En esto el sol iba ya desapareciendo y la volatería agrupándose junto á nosotros, á la cual repartió mi esposa algunos puñados de grano que sacaba del talego que se llevara del buque. Alabé su prevision, advirtiéndola empero que quizá sería mejor economizar la semilla para nuestro sustento, ó bien para sembrarla, y prometiéndola en cambio traer galleta para las gallinas si tornaba á la nave.
Las palomas estaban ya apareadas en los huecos de las rocas; las gallinas con los gallos al frente se encaramaron encima de la tienda, y los patos se entraron por las junqueras del arroyo. Nosotros tambien dispusímos lo conveniente para pasar la noche, cargando las armas; pero apénas terminámos la oracion de la tarde, cuando repentinamente nos sorprendió la oscuridad sin crepúsculo intermedio: fenómeno que expliqué á los niños, deduciendo de él que debíamos hallarnos próximos al ecuador.

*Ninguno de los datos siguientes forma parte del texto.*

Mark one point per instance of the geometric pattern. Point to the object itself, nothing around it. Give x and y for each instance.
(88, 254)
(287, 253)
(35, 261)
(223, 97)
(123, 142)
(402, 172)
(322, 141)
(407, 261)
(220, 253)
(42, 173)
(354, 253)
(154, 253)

Como la noche era fresquita nos acostámos arrimaditos unos á otros en el musgoso lecho, y cuando ya dormian todos, con tiento me levanté á ojear los alrededores, saliendo de puntillas. Serena, pura estaba la atmósfera; el fuego aun despedia vacilantes resplandores, y para que no se apagase añadí ramas secas: entónces apareció la luna, y al recogerme, despertado un gallo por su claridad, me saludó cantando, y volví á acostarme ya más tranquilo, acabando por conciliar el sueño.
Apacible fue esta primera noche, en la que nada vino á turbar nuestro reposo.
- ↑ El agutí pertenece al género de los roedores que comprende tres especies conocidas: el agutí propiamente llamado, el acuchí y el agutí moñudo. Es un hermoso animal casi igual en tamaño y forma al conejo, y se cria en la América Meridional, en las Antillas y en Méjico; es montaraz, se alimenta de fruta y cortezas de árboles, y se alberga bajo los troncos N. del T.